The pound has been evaluating political news in a positive light since the morning. How will the mood of traders of the British currency develop in the near future and is it worth counting on the growth of the exchange rate in the future?
Today, investors are assessing the news about the appearance of a new British prime minister. Rishi Sunak was elected head of the ruling Conservative Party of Great Britain, and will also take the post of prime minister of the country.
England has surpassed itself in political twists and turns. Sunak will be Britain's third prime minister this year. In July, Boris Johnson announced his intention to resign. Liz Truss, who was elected in his place, was able to stay in the prime minister's chair for 44 days and also resigned due to an avalanche of criticism against her.
Many see the new prime minister as a source of stability. Perhaps there really is some truth in this, when compared with the chaotic rule of the Truss, during which serious volatility was observed in the markets. Time will tell what kind of ruler Rishi Sunak will be, but for now market players are breathing a sigh of relief and are in a cautiously positive frame of mind.
Today, the GBP/USD pair rose to 1.1293 from the previous closing level of 1.1275.
As expected, the pound may continue to rise in the short term, but it risks failing during the week. Economic data is ahead, and they are likely to show an even greater divergence from the US economy for the worse.
While the market has welcomed the recent developments surrounding the election of a new prime minister, they alone can do little to improve Britain's economic prospects. The GBP/USD pair may continue to rise, but estimates regarding the extent of the rate hike are already declining.
If the 1.1500-1.1700 range becomes a reality in the very near future, this does not mean that the quote will fly further and higher. Such a scenario is more like a decent short entry point. The target range for the end of the year is still 1.0800-1.1200.
Britain released a disappointing PMI on Monday. Indices of activity in the manufacturing sector and the service sector collapsed, falling below market expectations.
The composite index in October was 47.2, which is two points lower than in September. Its value has become the lowest in the last two years. In addition, the business activity indicator has been below 50 points for three consecutive months.
The reason for the sharp decline in the index in October is called political instability in the country, which caused turmoil in the financial markets.
Anyway, the current situation points to the recession that has formed in the country.
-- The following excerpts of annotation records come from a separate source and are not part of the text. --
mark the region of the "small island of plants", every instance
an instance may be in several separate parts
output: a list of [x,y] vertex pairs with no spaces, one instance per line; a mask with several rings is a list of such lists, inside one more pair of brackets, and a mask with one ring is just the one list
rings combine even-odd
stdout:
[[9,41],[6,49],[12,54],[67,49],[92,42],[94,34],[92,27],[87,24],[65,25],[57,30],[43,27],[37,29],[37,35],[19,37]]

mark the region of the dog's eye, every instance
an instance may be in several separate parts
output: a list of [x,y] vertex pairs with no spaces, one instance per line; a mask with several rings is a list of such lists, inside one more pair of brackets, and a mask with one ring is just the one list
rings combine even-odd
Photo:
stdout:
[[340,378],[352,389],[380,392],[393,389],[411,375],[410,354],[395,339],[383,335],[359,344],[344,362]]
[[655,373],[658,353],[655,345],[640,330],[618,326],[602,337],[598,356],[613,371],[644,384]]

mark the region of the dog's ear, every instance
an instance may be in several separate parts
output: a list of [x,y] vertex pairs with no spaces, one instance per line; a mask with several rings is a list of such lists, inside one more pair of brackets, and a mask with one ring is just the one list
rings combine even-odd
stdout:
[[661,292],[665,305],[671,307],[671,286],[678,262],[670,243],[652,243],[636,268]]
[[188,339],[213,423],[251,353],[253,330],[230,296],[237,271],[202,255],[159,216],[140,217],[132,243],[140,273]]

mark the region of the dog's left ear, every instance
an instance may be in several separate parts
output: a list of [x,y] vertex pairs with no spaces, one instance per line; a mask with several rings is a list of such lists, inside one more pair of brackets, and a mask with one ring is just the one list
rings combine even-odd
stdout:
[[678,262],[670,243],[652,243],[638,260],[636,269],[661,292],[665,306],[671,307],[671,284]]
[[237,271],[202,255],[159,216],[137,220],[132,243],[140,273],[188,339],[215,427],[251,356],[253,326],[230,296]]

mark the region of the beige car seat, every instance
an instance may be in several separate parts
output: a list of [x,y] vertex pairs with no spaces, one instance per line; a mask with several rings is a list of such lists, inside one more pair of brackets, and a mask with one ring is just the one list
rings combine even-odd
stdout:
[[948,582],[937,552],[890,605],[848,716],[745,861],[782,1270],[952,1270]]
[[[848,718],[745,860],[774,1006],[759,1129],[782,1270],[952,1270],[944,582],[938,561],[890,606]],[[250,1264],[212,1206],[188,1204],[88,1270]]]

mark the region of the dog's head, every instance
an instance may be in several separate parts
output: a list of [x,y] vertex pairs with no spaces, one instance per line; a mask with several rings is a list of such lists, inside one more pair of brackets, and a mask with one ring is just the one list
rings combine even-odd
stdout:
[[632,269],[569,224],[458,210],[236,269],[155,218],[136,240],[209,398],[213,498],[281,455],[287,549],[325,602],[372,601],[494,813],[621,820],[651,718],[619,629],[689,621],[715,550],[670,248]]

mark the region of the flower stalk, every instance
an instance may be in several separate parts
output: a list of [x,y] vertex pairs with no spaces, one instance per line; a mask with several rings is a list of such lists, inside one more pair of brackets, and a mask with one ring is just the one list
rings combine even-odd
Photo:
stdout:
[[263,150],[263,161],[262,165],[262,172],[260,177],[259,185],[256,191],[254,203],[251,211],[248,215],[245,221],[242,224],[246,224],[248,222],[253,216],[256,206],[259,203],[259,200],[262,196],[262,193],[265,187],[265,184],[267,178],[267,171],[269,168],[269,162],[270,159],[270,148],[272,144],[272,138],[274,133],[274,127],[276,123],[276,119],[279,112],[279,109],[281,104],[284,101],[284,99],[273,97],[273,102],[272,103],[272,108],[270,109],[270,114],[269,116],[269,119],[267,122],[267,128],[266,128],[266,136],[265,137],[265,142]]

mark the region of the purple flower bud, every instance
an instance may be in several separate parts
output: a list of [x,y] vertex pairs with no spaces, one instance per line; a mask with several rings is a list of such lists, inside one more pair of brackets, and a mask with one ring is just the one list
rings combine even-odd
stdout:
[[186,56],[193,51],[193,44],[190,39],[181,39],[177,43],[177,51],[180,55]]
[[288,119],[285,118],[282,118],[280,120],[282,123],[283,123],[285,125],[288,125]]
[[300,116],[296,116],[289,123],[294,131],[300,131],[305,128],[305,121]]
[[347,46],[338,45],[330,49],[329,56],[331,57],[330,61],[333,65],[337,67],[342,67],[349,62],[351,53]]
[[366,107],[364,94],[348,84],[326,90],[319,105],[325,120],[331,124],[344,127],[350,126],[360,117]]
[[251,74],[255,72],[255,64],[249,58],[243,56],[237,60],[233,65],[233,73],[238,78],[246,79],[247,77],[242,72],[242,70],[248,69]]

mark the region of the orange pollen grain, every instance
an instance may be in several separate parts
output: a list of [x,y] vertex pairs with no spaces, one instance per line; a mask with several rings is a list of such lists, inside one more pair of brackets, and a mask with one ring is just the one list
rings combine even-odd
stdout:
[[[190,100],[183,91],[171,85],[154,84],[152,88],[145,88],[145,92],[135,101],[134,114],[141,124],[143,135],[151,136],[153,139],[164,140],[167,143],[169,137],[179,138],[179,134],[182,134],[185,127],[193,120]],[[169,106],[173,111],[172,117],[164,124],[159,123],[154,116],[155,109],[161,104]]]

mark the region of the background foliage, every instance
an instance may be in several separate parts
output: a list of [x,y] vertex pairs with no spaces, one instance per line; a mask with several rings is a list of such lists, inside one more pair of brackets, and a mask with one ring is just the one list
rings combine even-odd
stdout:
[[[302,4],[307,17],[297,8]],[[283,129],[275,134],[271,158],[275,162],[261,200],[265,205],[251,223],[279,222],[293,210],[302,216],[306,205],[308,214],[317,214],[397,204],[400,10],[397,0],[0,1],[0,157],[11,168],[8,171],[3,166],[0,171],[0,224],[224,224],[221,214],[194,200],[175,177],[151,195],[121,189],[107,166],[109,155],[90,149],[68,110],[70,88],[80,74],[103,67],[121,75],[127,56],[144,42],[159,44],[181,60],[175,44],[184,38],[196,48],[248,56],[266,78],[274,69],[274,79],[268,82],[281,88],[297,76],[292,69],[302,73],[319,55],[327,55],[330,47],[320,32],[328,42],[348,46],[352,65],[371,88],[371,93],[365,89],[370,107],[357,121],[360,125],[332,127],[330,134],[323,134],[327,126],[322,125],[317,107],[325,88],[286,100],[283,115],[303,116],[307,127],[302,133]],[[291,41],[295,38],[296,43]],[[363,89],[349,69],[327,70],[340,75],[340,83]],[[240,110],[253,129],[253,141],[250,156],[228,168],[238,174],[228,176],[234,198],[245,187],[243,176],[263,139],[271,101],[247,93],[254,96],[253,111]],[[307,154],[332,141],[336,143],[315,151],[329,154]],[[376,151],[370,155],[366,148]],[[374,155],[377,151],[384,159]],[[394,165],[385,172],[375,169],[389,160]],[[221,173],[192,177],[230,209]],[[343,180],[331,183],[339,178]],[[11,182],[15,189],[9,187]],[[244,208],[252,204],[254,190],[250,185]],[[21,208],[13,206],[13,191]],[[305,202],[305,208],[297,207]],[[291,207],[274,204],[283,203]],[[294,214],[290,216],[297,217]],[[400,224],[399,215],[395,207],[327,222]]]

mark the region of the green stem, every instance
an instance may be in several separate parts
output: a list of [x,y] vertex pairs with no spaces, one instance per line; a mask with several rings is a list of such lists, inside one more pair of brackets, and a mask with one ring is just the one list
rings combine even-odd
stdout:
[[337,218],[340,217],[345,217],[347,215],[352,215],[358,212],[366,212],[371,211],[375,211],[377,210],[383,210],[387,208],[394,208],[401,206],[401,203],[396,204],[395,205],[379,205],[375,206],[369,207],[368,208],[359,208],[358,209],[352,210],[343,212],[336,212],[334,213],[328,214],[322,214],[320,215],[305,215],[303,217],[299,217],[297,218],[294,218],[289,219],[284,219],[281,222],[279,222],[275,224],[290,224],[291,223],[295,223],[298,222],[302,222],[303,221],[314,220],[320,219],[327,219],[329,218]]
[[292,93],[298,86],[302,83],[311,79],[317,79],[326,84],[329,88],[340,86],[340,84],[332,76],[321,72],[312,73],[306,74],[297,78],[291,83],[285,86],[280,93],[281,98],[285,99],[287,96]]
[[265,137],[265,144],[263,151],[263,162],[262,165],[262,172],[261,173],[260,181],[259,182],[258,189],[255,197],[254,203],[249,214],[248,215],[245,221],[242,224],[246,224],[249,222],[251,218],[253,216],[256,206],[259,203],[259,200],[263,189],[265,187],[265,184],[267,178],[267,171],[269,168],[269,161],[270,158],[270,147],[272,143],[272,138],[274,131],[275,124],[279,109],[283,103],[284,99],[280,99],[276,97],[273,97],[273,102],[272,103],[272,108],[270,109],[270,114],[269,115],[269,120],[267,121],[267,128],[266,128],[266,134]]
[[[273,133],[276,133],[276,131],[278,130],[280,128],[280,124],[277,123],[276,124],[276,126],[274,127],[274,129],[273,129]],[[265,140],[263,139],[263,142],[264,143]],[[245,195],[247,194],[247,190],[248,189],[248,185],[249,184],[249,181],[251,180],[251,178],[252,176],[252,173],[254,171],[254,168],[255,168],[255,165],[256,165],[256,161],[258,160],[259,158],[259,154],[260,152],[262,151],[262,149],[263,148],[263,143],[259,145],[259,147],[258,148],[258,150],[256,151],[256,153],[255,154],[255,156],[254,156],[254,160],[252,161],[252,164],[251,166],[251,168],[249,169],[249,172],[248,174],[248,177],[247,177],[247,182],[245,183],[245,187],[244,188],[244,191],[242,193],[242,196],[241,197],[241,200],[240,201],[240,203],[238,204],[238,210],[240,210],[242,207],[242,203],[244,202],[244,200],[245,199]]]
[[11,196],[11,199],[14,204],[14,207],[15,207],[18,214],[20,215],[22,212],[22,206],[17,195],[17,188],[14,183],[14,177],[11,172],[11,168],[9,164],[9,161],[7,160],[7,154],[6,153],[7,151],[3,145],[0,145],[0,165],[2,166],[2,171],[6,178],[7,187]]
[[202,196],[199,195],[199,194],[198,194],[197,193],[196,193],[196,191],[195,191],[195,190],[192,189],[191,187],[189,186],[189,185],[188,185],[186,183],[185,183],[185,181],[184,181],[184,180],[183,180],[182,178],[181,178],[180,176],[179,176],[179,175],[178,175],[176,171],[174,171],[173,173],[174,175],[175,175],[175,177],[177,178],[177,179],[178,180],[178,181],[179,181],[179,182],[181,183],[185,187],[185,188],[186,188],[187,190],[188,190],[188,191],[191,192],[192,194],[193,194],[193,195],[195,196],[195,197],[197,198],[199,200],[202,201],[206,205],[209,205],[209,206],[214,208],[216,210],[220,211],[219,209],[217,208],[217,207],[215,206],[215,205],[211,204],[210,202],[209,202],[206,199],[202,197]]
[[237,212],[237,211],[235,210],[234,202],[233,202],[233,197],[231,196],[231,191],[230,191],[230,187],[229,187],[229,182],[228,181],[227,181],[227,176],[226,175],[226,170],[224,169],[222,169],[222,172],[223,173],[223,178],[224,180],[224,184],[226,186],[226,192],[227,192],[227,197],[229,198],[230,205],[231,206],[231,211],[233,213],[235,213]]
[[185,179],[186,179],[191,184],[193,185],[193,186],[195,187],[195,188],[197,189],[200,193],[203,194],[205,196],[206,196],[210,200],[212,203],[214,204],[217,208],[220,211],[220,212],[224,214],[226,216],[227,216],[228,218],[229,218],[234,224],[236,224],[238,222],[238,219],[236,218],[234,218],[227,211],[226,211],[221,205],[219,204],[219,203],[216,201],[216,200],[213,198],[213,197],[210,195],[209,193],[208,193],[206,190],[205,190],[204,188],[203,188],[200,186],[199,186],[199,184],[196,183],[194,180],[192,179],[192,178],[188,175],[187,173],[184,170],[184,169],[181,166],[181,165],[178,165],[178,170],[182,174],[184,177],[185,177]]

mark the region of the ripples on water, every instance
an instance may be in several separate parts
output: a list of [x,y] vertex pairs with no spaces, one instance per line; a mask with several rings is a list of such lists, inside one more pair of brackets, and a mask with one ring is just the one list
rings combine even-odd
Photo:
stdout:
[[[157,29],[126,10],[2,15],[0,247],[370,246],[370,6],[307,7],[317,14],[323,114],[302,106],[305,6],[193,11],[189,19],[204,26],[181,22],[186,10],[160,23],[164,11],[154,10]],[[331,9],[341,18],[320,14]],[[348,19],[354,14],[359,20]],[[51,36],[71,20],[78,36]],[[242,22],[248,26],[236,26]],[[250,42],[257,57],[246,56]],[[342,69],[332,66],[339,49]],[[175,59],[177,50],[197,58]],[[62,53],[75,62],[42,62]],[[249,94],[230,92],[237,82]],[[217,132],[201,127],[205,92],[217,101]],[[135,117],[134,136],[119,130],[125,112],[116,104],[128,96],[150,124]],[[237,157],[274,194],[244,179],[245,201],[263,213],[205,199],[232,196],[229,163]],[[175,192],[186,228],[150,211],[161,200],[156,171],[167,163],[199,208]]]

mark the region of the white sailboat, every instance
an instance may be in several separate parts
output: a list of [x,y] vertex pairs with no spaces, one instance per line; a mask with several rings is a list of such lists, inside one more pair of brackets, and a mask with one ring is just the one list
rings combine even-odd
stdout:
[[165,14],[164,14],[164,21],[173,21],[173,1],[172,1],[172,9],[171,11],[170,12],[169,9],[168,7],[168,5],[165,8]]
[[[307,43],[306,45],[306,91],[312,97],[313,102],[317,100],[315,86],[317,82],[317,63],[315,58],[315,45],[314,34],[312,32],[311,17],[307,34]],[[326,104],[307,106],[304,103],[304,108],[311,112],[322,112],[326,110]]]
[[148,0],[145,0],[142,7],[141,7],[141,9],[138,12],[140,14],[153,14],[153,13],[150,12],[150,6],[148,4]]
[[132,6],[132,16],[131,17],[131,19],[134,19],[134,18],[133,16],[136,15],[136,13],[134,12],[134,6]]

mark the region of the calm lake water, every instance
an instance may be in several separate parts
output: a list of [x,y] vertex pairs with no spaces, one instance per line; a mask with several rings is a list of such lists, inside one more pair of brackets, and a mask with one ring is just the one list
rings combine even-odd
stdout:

A reduction in economic growth may occur as early as the third quarter, and in the fourth negative trends will only intensify.
The prospects of the pound, among other things, depend on the positioning of the US dollar and its further strength.
Will the decline in the dollar index last until the end of the week? Much will depend on how traders react to the upcoming economic reports in connection with the forecast of the Federal Reserve's policy. The focus is on the GDP report for the third quarter and the employment cost index for the same period. Data on wages and inflation will strengthen the hawkish attitude of the Fed.
One of the most significant risks for the pound this week will be the US GDP report. It can show that America is emerging from a technical recession, while the UK is entering an active phase of recession. Divergence in economic prospects will undermine the pound's recovery.
A serious obstacle is the core PCE price index's release this Friday, the Fed's preferred inflation indicator. The inflation rate is expected to increase from 4.9% year-on-year to 5.2%.
If so, it will be more than enough to guarantee the Fed's hawkish attitude, which has helped the dollar reach new heights against many currencies in the weeks since the bank set course to raise the benchmark interest rate to 4.5% by the end of the year and 4.75% at the beginning of the next.
In general, the dollar index is forecast to rise to 114.00 this week.